In astronomy, the need for science platforms is driven by not only the ever-increasing data volume but also by the complexity of datasets, which require highly specialized and diverse software libraries to be co-located with the data. Therefore, there is a marked advantage in being able to connect Jupyter Notebooks or JupyterLab to large datasets to perform analysis and/or data visualization efficiently. I will showcase two different astronomy projects as ongoing successful example applications. Namely, the Astro Data Lab at NSF’s NOIRLab (National Optical-Infrared Astronomy Research Laboratory) is an online astronomy science platform serving large public astronomical datasets including databases with tables ranging from 500,000 to 65 billion rows. Since opening its doors in 2017, the Data Lab now has over 1,300 registered users from different countries, ranging from students to faculty/researchers, and educators. Secondly, the talk will demonstrate how the Dark Energy Spectroscopic Instrument (DESI) team employs Jupyter as the primary way to enable their geographically distributed collaboration (450 researchers from more than 70 institutions) to access petabytes of data with pre-installed software libraries. They also use it as a quick way to perform integration testing of software releases.

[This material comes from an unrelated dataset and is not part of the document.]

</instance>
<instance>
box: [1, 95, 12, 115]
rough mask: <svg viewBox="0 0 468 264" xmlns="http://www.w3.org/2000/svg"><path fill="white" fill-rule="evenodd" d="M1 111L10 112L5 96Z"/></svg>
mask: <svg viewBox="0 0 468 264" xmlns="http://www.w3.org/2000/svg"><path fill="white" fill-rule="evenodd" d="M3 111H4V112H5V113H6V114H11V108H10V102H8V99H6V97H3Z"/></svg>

Both the Data Lab team and the DESI team take advantage of the user-friendly format of Jupyter Notebooks to create examples and tutorials to train new users, and to illustrate key functionalities. They both maintain their tutorials and examples on GitHub for version control and contributions (DESI tutorials). In the case of the Data Lab, each user account comes with the latest collection of example Notebooks which range from “Getting Started” novice level, to more technical “How To” notebooks, complete scientific use cases, and also include Educational (high-school activities, and upcoming La Serena School for Data Science notebooks) and Contributed notebooks from the astronomy community. The full collection is automatically updated based on our notebooks-latest GitHub repository.

In order to embed a Jupyter Notebook server as part of the science platform, we needed to enable users to query databases directly within a Notebook (via a QueryClient), and save their output to virtual storage associated with their Data Lab accounts (via a StoreClient). I will highlight how these pieces connect together to make Jupyter an integral part of a science platform, and present a list of what works well as-is, and what features we would like to see being developed and/or improved. Broadly speaking, several other astronomy data centers are either currently using – or planning on using – science platforms with Jupyter as a core part of their workflow. Wide usage of Jupyter within astronomical software platforms would make workflows much easier to transport from one platform to another, and continue to shape the future ways in which researchers conduct their science.